Globally, it is estimated that about 400 million people have diabetes, putting them at high risk of heart disease, stroke, kidney disease and eye disease. In the UK, where about 2.5 million people have the condition, diabetes is a leading cause of kidney disease and blindness.
Most guidelines around the world recommended that people with diabetes have their blood pressure reduced to below 130/80 mmHg, which is lower than the target of 140/90 mmHg generally recommended for people without diabetes. Last year influential guidelines in the US and Europe controversially relaxed the threshold for initiation of BP-lowering treatment from 130mm Hg to 140mm Hg in diabetes patients.
Urging for guidelines around the world to reflect the new findings, author Professor Kazem Rahimi of the George Institute United Kingdom and the University of Oxford said this research provides fundamental evidence about how blood pressure should be treated in people with diabetes.
He said: “Our review shows that people with diabetes who reached a systolic blood pressure below 130mmHg had about a 25% lower stroke risk compared with those with higher blood pressure levels.

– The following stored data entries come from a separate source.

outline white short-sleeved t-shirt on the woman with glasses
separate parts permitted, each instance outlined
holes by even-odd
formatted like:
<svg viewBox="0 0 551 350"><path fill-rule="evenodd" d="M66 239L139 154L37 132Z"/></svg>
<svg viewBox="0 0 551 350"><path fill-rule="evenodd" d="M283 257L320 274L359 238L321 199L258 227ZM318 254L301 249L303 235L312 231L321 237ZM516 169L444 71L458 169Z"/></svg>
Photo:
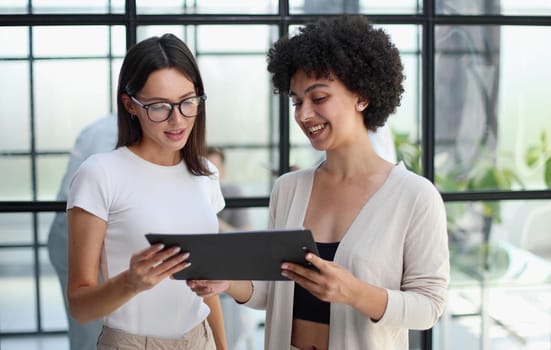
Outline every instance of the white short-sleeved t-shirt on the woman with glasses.
<svg viewBox="0 0 551 350"><path fill-rule="evenodd" d="M183 162L160 166L121 147L92 155L81 165L67 199L67 209L73 207L108 222L100 258L101 276L107 280L127 270L131 255L149 246L146 233L218 232L216 213L224 199L217 172L194 176ZM132 334L177 338L208 313L184 281L167 278L106 316L104 324Z"/></svg>

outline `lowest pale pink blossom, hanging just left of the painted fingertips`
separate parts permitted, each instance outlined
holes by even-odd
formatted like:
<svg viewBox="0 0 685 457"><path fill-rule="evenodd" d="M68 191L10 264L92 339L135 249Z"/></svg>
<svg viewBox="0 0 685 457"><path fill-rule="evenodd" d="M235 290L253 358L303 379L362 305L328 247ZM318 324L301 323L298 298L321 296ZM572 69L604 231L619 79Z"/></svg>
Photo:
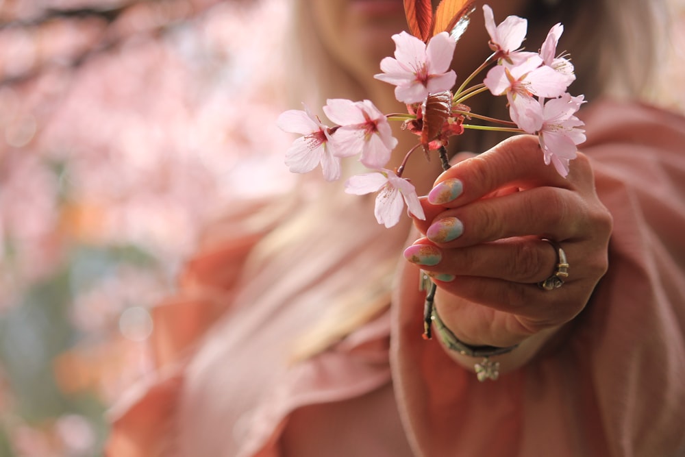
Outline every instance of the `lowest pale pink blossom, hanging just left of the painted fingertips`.
<svg viewBox="0 0 685 457"><path fill-rule="evenodd" d="M425 214L416 188L394 171L380 169L373 173L352 176L345 182L345 192L354 195L366 195L378 192L373 213L379 224L393 227L399 222L404 203L415 217L425 220Z"/></svg>

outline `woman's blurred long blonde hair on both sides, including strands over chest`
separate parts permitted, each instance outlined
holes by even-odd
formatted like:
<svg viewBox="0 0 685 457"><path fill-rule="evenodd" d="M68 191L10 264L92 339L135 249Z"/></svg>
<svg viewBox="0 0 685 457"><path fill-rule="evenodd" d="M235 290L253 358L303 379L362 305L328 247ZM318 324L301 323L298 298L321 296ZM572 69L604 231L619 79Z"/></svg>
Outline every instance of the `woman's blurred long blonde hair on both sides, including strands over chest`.
<svg viewBox="0 0 685 457"><path fill-rule="evenodd" d="M574 93L584 93L589 100L602 95L638 97L645 94L653 76L650 63L658 59L656 44L664 38L659 36L665 29L663 6L660 1L644 0L603 0L601 3L595 0L535 0L530 3L527 14L530 23L528 42L543 42L549 27L562 22L565 31L561 46L571 52L577 73ZM339 73L332 77L332 71L340 69L331 66L320 43L308 36L313 32L312 27L302 23L309 20L303 2L298 1L295 8L299 10L293 15L296 18L293 35L297 36L301 47L291 47L288 53L293 68L301 71L297 73L297 82L290 82L290 87L306 90L293 91L293 101L306 100L316 106L323 105L321 101L325 97L361 98L361 88L351 77L345 79ZM327 84L332 81L336 85ZM319 219L321 211L325 208L316 204L302 210L264 240L258 257L269 256L287 243L301 242L312 236L316 232L316 224L312 221ZM335 297L329 303L326 314L306 329L293 347L292 355L296 360L325 350L389 306L397 254L379 259L373 269L364 271L349 293Z"/></svg>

Our analyses indicate that lower blood pressure reduces risk of diabetic eye disease and early kidney disease too.”
“Unfortunately, recent US and EU changes to the guidelines will negatively impact the treatment options for people with diabetes in the UK. We urgently call for these recent changes to guidelines to be modified and for all guidelines around the world to consistently reflect the evidence, so that patients with diabetes can receive the best possible treatment.
"When considering blood pressure targets in these patients, it is critical to make an individualised assessment of the balance between the benefits of more intensive treatment and any adverse effects of increasing medication,” says co-author of the paper and Chief Scientist of The George Institute for Global Health, Professor Anushka Patel. “This research indicates that many people with diabetes may have net benefits with more aggressive treatment.”
Blood pressure and diabetes expert, Professor Neil Poulter from Imperial College London said the increasing prevalence of diabetes globally and across Europe is an “unfolding nightmare” and that treatment recommendations need to reflect the best available evidence.
Professor Poulter, who was not involved in the study, said he was very pleased the review had been carried out. “I expect this study to influence guidelines for the treatment of people with diabetes, and for this to translate to appreciable effects on the health of people with diabetes.”
“I have been increasingly concerned about the trend to advocate higher blood pressure targets as reflected by recent changes to guidelines in Europe and the US; this study provides the evidence needed to reconsider this.”